The Challenge of Uber and Lyft

Honestly, Uber and Lyft are totally brilliant.  I don’t mean this as a compliment.  There is no denying that the mobile application is clever.  It makes getting and paying for a ride easy and painless.  The algorithms that figure out surge pricing so drivers are incentivized to work in certain parts of town to ensure coverage, are the dispatching innovation everyone in the world of logistics wants to get their hands on.  It is even genius, the way they skirt regulation and avoid overhead and liability.

These reasons are also why these ride hailing services suck.  First of all, more people on Uber, fewer people on the bus.  Can we all just admit to how spoiled we in the car class are?  I admit it.  I’m a life-of-bike girl.  As a 10 year bike messenger, bikes were religion, culture, work, play, romance, EVERYTHING.  My bikey friends frowned on me and shook their heads in derision when they found out I had a car to drive me to places far away.  There were buses, trains and planes for that sort of thing.

Ride hailing services are inherently wasteful.  I know this because I currently support myself driving for Skip the Dishes.  Skip the Dishes is Uber for food, minus the incentive pay and the friendly conversation.  As a bike messenger and infrequent dispatcher, I understand how this business works, but a lot of my fellow independent contractors do not.  You pick one thing up and deliver that one thing.  You get paid by the order, be it pizza or human, you get your cut depending on distance mostly, sometimes subsidies.  The average is $6 per job.  If it takes me 30 minutes on average to pick up and deliver, that is potentially $12 per hour.  Only, it really isn’t $12 per hour.  Granted I might pickup and deliver 4 things in one hour so I potentially could make about $25 per hour.  This doesn’t happen much.  I spend a lot of time reading and waiting.

IRS Official Guidelines Employee vs.
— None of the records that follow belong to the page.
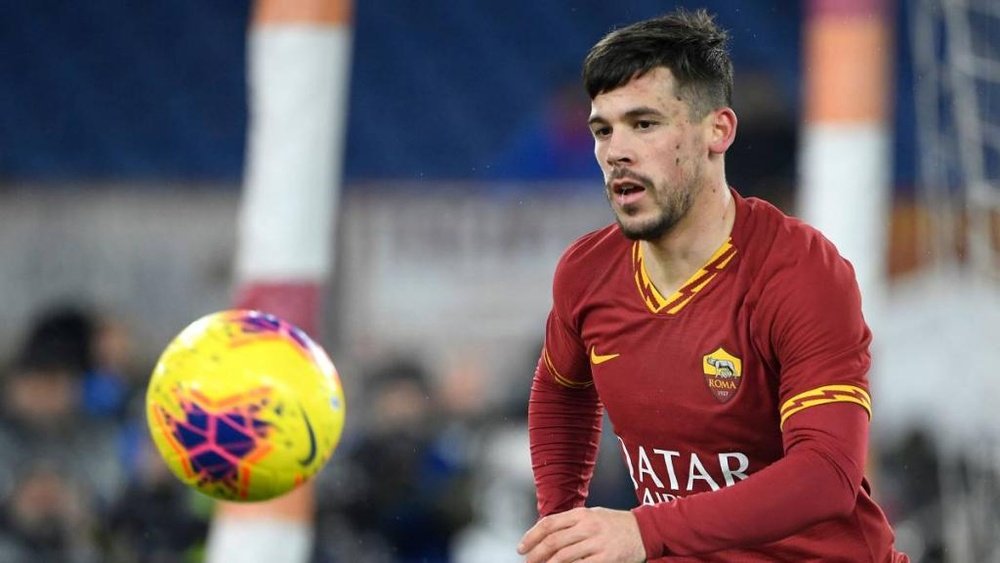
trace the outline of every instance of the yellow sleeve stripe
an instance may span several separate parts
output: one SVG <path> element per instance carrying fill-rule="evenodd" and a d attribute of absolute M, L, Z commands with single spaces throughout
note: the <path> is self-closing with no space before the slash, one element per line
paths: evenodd
<path fill-rule="evenodd" d="M 810 389 L 805 393 L 788 399 L 781 405 L 781 427 L 785 426 L 785 421 L 793 414 L 828 403 L 854 403 L 861 405 L 868 411 L 868 418 L 872 416 L 872 399 L 867 391 L 855 385 L 824 385 Z"/>
<path fill-rule="evenodd" d="M 552 358 L 549 357 L 549 351 L 542 348 L 542 358 L 545 360 L 545 367 L 549 368 L 549 373 L 552 374 L 552 378 L 556 380 L 556 383 L 562 385 L 563 387 L 569 387 L 570 389 L 586 389 L 594 384 L 591 381 L 573 381 L 572 379 L 564 377 L 556 366 L 552 364 Z"/>

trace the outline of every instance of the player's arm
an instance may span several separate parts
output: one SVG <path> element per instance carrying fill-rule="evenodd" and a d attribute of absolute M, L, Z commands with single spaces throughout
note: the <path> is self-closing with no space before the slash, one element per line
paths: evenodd
<path fill-rule="evenodd" d="M 824 243 L 774 275 L 752 323 L 780 366 L 784 457 L 734 486 L 634 509 L 648 556 L 760 545 L 853 511 L 871 337 L 853 271 Z"/>
<path fill-rule="evenodd" d="M 584 347 L 555 309 L 545 334 L 528 402 L 540 516 L 583 506 L 597 459 L 602 414 Z"/>

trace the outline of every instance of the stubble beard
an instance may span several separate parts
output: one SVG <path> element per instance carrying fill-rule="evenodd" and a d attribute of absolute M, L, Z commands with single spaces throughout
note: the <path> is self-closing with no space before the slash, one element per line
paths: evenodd
<path fill-rule="evenodd" d="M 611 200 L 614 197 L 609 190 L 608 203 L 615 213 L 615 220 L 622 234 L 630 240 L 654 241 L 663 238 L 673 230 L 678 223 L 687 216 L 688 211 L 694 205 L 694 197 L 697 191 L 696 183 L 689 181 L 677 189 L 669 189 L 664 186 L 656 186 L 652 181 L 644 179 L 643 185 L 646 192 L 652 197 L 653 203 L 659 213 L 656 217 L 644 222 L 629 222 L 628 209 L 616 210 Z"/>

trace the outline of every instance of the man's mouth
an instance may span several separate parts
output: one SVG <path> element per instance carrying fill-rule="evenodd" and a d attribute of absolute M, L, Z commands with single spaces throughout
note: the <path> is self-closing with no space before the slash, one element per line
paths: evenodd
<path fill-rule="evenodd" d="M 619 205 L 626 205 L 638 199 L 646 187 L 631 181 L 616 181 L 611 184 L 611 193 Z"/>

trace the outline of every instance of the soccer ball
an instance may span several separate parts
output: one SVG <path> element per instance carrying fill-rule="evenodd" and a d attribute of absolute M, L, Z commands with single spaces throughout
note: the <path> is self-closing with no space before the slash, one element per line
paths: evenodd
<path fill-rule="evenodd" d="M 213 313 L 164 350 L 146 391 L 157 449 L 184 483 L 214 498 L 273 498 L 315 475 L 344 425 L 326 352 L 258 311 Z"/>

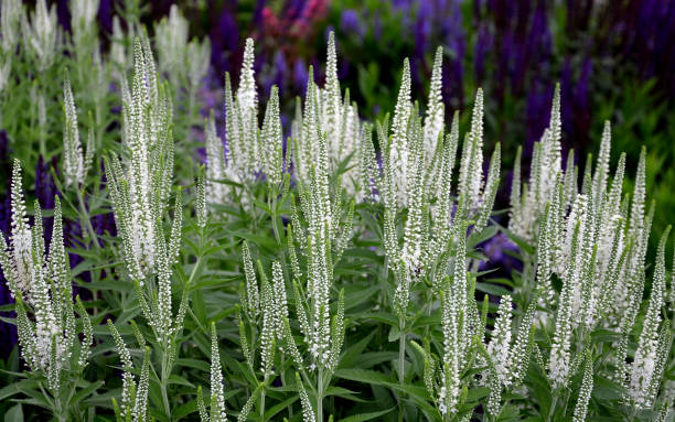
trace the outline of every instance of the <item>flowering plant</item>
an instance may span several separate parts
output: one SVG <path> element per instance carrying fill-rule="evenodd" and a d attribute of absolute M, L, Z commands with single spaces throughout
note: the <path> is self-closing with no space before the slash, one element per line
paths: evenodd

Independent Contractor

Companies have to cover their work.  So they have to have enough drivers.  Since you are an independent contractor, it’s a lot easier for the dispatcher to say, “Sorry we don’t have anything you’ll have to wait.”  If the company is on the hook to pay a steady hourly rate, the employer will be more efficient.  Otherwise they will lose lots of money.  So when I sit around, I’m the one losing money.  Plus that gross pay of let’s average it and call it $18 per hour.  Well that turns into about $14 after taxes because I’m self-employed.  Then it keeps going down when you figure in cell phone fees, gasoline, car repairs, insurance and any moving or parking violations.  I drive a little car and I’m sneaky so my other overhead isn’t high, but still $12 an hour is not great money.  Also, I can never deliver more than one thing at a time.  As a messenger I could have 6 envelopes in my bag, each of them earning me anywhere from $3-$25 apiece.  This significantly balances out my expenses and my sitting time.  All businesses have slow times.

The worst thing about Uber and Lyft is that it is a false solution to a very complicated problem, transportation.  Putting people in cars as opposed to buses and trains is a gigantic waste of space.  Basically, you pay for entitlement.  Buffalo, as a city, is having a really hard time bridging its inequality gaps.  Uber and Lyft will exacerbate an already poor transportation system, particularly when the ECIDA (Erie County Industrial Development Association) thinks $100,000 of public funds is better spent on a marketing campaign for Uber and Lyft than on adding bus routes for our friends on the East Side who could really use them.  Uber and Lyft don’t solve the transportation problem, they only mask it.